Kuaishou’s Kling AI is seeking its first funding round since its spinoff, according to IPO Zaozhidao, in a deal that would give the video generation business a pre-money valuation of USD 18 billion.
The round is also being viewed as a pre-IPO financing, according to the same source. Internal plans call for Kling to file a Hong Kong listing application in early 2027.
Kuaishou closed at HKD 48.98 (USD 6.2) a share on June 2, giving it a market capitalization of HKD 212.4 billion (USD 27.1 billion). Based on an approximate USD-HKD conversion, Kling AI’s USD 18 billion pre-money valuation is equal to roughly 66% of Kuaishou’s market value. That implies private investors are pricing the artificial intelligence business on stronger growth expectations than those typically applied to short video platforms.
Revenue growth supports Kling AI’s valuation
Kuaishou’s first-quarter 2026 results showed that Kling AI generated more than RMB 650 million (USD 95.8 million) in revenue during the period, up more than 300% year-on-year.

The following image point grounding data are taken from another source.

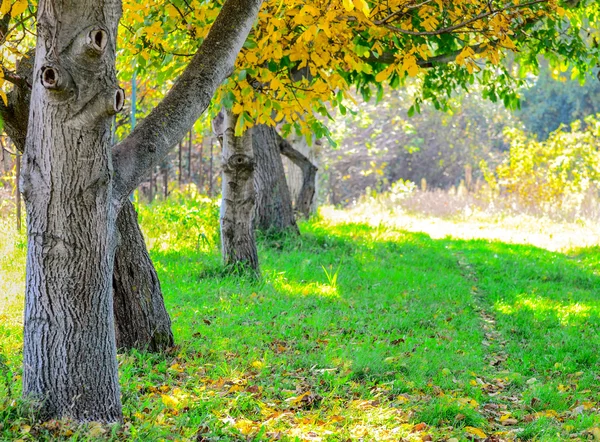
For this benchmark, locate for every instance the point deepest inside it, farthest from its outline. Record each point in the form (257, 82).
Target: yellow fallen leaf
(245, 426)
(475, 432)
(18, 8)
(169, 401)
(504, 417)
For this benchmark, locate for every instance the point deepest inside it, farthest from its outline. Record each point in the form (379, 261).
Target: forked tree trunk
(274, 212)
(141, 319)
(74, 186)
(69, 352)
(134, 274)
(238, 200)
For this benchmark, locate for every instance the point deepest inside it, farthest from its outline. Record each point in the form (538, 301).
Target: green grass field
(355, 332)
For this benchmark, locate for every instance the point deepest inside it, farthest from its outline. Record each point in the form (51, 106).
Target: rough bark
(134, 273)
(141, 319)
(274, 211)
(73, 194)
(305, 191)
(69, 352)
(238, 200)
(167, 124)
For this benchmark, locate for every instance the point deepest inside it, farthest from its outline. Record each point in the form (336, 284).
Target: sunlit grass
(356, 331)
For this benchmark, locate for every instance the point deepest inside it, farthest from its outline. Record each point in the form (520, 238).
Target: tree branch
(168, 123)
(463, 24)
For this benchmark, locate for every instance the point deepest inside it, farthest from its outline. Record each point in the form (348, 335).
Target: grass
(355, 332)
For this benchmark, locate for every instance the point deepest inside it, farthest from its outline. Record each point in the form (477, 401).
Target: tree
(141, 318)
(74, 185)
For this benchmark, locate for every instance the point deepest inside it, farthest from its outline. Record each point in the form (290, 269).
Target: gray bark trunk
(69, 352)
(134, 273)
(73, 193)
(274, 212)
(302, 175)
(238, 200)
(141, 319)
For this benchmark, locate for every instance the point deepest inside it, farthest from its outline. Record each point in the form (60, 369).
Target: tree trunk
(69, 352)
(141, 319)
(274, 211)
(133, 271)
(304, 190)
(74, 186)
(237, 206)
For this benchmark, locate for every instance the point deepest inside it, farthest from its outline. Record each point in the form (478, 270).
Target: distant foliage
(553, 175)
(380, 144)
(177, 226)
(551, 102)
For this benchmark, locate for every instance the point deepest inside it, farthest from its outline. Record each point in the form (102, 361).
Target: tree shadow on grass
(400, 309)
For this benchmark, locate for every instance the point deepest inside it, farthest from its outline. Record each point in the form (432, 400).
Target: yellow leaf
(5, 7)
(18, 8)
(504, 417)
(362, 6)
(475, 431)
(383, 75)
(169, 401)
(245, 426)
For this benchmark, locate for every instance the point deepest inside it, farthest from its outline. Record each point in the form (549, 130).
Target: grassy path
(355, 333)
(540, 312)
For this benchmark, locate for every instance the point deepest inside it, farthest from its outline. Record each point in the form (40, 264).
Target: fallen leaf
(419, 427)
(475, 432)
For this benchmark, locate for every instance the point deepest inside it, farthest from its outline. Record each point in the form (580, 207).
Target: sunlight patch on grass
(567, 313)
(306, 289)
(513, 229)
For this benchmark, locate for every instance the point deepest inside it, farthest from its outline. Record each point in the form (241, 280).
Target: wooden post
(202, 179)
(165, 171)
(152, 184)
(210, 177)
(190, 155)
(18, 192)
(179, 178)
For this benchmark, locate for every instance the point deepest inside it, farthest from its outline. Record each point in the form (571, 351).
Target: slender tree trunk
(305, 193)
(74, 186)
(237, 206)
(274, 211)
(164, 169)
(210, 177)
(202, 178)
(190, 154)
(180, 163)
(141, 318)
(69, 351)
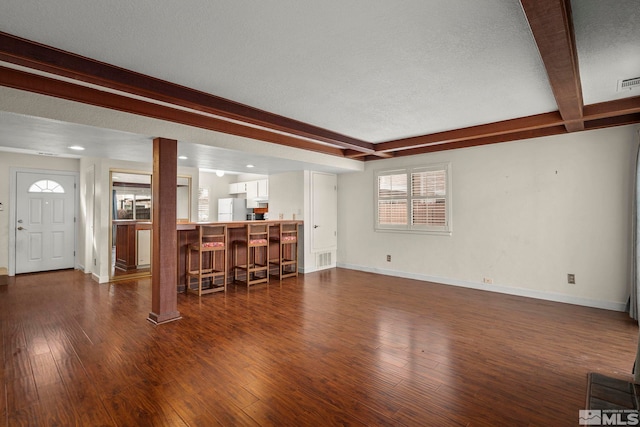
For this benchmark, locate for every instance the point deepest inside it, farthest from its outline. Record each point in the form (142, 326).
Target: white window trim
(408, 227)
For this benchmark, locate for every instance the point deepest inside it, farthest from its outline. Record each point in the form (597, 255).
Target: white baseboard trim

In March, Kling’s annualized revenue run rate, or ARR, was close to USD 500 million, four times the level recorded a year earlier. Kuaishou raised its full-year 2026 ARR guidance for Kling from USD 300 million to USD 500 million, citing rapid business growth.
Kuaishou chairman and CEO Cheng Yixiao said during the company’s earnings call that Kling’s growth is being driven by both enterprise API usage and consumer subscriptions. During the quarter, the number of paying users and the average monthly payment per user increased, while retention among enterprise and consumer users remained healthy. Cheng said this reflected Kling’s product stickiness among creative professionals.

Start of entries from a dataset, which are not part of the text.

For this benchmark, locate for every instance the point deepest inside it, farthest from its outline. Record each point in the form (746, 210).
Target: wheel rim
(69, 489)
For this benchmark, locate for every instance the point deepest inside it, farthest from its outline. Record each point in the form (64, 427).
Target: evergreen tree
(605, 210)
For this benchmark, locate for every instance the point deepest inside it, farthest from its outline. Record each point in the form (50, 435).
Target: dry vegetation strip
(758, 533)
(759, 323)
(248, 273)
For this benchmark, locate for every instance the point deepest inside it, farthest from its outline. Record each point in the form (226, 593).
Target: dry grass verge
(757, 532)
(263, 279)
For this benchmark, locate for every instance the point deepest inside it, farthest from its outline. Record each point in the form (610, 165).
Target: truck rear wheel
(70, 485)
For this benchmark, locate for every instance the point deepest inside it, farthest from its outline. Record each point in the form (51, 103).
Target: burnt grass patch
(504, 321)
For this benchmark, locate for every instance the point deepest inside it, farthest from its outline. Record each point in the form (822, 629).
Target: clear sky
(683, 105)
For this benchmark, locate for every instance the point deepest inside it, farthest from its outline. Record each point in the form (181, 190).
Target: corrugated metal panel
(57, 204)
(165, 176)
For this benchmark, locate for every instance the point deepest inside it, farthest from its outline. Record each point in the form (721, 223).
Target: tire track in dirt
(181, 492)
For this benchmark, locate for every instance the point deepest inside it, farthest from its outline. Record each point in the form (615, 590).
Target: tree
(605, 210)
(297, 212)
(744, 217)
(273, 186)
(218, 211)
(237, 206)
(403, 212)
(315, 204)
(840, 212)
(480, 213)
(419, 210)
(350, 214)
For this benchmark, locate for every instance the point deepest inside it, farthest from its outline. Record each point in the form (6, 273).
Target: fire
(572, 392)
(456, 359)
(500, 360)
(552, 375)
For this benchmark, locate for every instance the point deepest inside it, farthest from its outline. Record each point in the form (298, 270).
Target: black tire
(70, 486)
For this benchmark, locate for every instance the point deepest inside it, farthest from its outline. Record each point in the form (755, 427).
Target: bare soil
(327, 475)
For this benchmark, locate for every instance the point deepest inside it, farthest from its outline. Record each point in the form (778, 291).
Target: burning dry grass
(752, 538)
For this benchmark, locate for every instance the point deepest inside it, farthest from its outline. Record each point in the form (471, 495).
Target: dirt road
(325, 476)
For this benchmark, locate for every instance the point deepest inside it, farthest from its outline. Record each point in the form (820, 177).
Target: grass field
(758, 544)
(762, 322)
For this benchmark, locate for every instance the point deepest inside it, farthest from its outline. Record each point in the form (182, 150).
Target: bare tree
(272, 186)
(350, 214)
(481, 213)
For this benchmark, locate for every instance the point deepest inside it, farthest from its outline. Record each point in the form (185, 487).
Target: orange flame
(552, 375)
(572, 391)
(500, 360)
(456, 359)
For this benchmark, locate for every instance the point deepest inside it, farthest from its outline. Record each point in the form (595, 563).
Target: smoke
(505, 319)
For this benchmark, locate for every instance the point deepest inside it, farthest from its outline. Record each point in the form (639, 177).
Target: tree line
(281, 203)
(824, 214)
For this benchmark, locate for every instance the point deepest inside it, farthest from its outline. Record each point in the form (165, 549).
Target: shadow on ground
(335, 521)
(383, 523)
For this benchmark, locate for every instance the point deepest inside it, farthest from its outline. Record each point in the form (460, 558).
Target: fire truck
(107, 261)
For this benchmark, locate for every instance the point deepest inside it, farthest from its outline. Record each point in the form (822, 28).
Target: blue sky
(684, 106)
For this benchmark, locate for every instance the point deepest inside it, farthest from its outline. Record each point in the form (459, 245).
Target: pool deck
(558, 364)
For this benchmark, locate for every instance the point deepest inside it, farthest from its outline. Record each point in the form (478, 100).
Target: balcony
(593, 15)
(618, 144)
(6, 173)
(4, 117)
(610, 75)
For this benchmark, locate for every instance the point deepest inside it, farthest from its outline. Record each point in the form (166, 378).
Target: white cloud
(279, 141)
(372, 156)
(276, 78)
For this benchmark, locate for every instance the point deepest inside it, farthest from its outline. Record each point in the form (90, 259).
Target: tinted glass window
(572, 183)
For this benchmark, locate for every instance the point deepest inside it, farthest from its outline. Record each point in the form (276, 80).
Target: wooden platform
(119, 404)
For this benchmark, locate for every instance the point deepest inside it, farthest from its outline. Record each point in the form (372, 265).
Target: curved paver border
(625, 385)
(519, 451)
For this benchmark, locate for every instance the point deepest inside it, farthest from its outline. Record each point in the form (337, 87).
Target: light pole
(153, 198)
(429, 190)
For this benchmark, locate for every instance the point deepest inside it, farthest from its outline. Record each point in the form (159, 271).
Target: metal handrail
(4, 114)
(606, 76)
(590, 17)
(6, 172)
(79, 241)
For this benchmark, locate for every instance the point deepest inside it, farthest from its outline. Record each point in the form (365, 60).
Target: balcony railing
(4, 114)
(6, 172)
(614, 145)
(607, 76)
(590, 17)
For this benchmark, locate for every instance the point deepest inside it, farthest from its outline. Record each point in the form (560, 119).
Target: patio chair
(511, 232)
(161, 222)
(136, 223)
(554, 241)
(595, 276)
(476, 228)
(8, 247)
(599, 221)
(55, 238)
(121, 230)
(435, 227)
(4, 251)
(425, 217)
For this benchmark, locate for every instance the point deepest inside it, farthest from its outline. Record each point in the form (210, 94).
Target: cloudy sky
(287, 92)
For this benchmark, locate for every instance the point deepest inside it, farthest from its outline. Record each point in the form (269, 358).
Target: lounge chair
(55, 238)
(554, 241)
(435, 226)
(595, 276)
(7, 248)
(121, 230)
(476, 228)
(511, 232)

In the first quarter of 2026, Kling strengthened its position in AI video generation through model iteration, product upgrades, and deeper penetration of professional use cases.
Kling launched its 3.0 series models in February. The models are built on an all-in-one product architecture and support multimodal input and output across text, images, audio, and video.
Kling also introduced a team-oriented pricing plan that supports real-time collaboration among as many as 15 members, allowing creators to manage team-based content production workflows more efficiently.
Professional use cases drive Kling AI adoption
According to Cheng, Kling AI is mainly used across three professional scenarios: advertising and marketing; film, television, and short drama; and gaming.
In advertising and marketing, Kling supports the full visual creation workflow, helping teams with creative visualization while maintaining consistency and stability for people and products across scenarios.
In film, television, and short drama, Kling can be used for script breakdowns, character and scene concept design, assisted storyboarding, and final video production. The platform can automate parts of the production process and may help reduce production timelines and costs.
In game production, Kling can support project planning, dynamic previews, visual effects, and narrative animation generation.
Kling 3.0 is currently ranked among the top Chinese text-to-video models. The latest Artificial Analysis rankings place Kling 3.0 fourth globally, behind ByteDance’s Seedance 2.0, Alibaba’s HappyHorse-1.0, and Kunlun’s SkyReels V4.
This article was adapted based on a feature originally written by SY and published on IPO Zaozhidao. KrASIA is authorized to translate, adapt, and publish its contents.
Note: HKD, RMB figures are converted to USD at rates of HKD 7.84 = USD 1 and RMB 6.79 = USD 1 based on estimates as of June 4, 2026, unless otherwise stated. USD conversions are presented for ease of reference and may not fully match prevailing exchange rates.